In climbdown, Israel says Tlaib can enter to visit her Palestinian family

Congresswoman to be allowed into the country after she vows to respect ‘any restrictions,’ refrain from promoting a boycott during her stay

Rep. Rashida Tlaib, D-Mich., addresses the 110th NAACP National Convention, Monday, July 22, 2019, in Detroit. (AP Photo/Carlos Osorio)
Rep. Rashida Tlaib, D-Mich., addresses the 110th NAACP National Convention, Monday, July 22, 2019, in Detroit. (AP Photo/Carlos Osorio)

Interior Minister Aryeh Deri on Friday said he would allow Democratic congresswoman Rashida Tlaib, whom Israel barred from visiting the country a day earlier along with her colleague Ilhan Omar, to enter Israel on humanitarian grounds.

The decision came hours after Tlaib submitted a letter requesting to be allowed in despite the ban, citing her elderly Palestinian grandmother in the West Bank. The Interior Ministry had said Thursday that it would consider letting Tlaib enter Israel on humanitarian grounds in order to visit her relatives in the West Bank.

“I would like to request admittance to Israel in order to visit my relatives, and specifically my grandmother, who is in her 90s and lives in Beit Ur al-Fouqa,” Tlaib wrote in her letter to Deri. “This could be my last opportunity to see her. I will respect any restrictions and will not promote boycotts against Israel during my visit.”

A statement from Deri’s office Friday morning said he had decided to allow the congresswoman into the country based on her letter. It said he “expressed hope that she will live up to her promise and that the visit will only be for humanitarian needs.”
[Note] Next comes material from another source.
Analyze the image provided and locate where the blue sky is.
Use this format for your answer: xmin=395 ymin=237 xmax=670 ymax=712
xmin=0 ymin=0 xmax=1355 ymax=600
Interior Minister Aryeh Deri leads a Shas faction meeting at the Knesset on May 27, 2019. (Yonatan Sindel/Flash90)

Israel had announced in July that it would allow Omar and Tlaib to visit, despite a controversial 2017 Israeli law prohibiting any foreigner from entering the country who “knowingly issues a public call for boycotting Israel.”

But on Thursday, shortly after US President Donald Trump tweeted that allowing them to enter would “show great weakness,” Jerusalem reversed that decision, saying it would ban the lawmakers over their support of the Palestinian boycott, divestment and sanctions movement.

Tlaib on Thursday panned the Israeli government for its decision, saying that preventing her from visiting her grandmother in the West Bank was a “sign of weakness” because “the truth of what is happening to Palestinians is frightening.”